Nearly 1.6 million Floridians making under $15,372 a year were not covered by health insurance in 2010 and would be eligible for Medicaid if the state went along with a controversial expansion of the program under the “Obamacare” health law.
Some of those people would be newly eligible for coverage under the law, while others already qualify for Medicaid but have not signed up. Gov. Rick Scott has said the state will not go along with an optional expansion of Medicaid eligibility, at least in part because of potential costs.
In addition, one in three Floridians making less than $44,556 a year in 2010 would at least be eligible for tax credits to pay for health care, according to data released Wednesday by the U.S. Census Bureau.
In all, nearly 3.4 million Floridians would be eligible for some type of health care subsidy or Medicaid coverage under the federal health law, the data show.
A family of four with a household income of up to $30,793 would become Medicaid-eligible based on 2010 income under the plan, which expands Medicaid coverage to those making 138 percent of the federal poverty level.
Tax credits would be available for households making up to 400 percent of the federal poverty level, or $89,256 for a family of four in 2010.
In Florida, the percentage of uninsured varies widely by county. In Monroe County, half of residents earning less than138 percent of the poverty level are not covered by insurance and would be eligible for Medicaid. In Jackson County, 26 percent of that group doesn’t have insurance and would qualify.
Florida Republicans led a legal fight to try to get the federal health law, formally known as the Patient Protection and Affordable Care Act, struck down. President Obama and congressional Democrats approved the law in 2010.

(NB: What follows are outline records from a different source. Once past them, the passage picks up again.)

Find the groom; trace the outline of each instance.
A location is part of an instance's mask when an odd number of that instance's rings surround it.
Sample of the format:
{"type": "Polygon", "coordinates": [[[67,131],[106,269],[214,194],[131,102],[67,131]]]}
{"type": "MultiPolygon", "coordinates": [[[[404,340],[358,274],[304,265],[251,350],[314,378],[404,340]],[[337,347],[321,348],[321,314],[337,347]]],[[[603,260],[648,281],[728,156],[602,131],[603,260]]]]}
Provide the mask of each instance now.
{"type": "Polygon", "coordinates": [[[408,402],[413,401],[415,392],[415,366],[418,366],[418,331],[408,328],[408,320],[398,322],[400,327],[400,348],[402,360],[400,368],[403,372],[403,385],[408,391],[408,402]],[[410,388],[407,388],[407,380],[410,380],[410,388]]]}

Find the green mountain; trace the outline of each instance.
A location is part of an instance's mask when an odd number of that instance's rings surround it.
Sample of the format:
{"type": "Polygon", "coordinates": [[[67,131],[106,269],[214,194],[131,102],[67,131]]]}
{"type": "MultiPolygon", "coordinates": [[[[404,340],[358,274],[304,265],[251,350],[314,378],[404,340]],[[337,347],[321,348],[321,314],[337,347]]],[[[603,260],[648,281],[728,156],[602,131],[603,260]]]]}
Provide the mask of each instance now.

While the Supreme Court in June upheld the act’s mandate that most citizens have health insurance, the court left up to the states whether to expand Medicaid. Initially, the federal government would pay all of the Medicaid expansion costs, though that total would eventually be reduced to 90 percent.
Republicans, who have been in control of the state for more than a decade, have repeatedly said that Florida can’t afford what it spends now on health care for the poor, and the large Medicaid expansion in the law would also be problematic.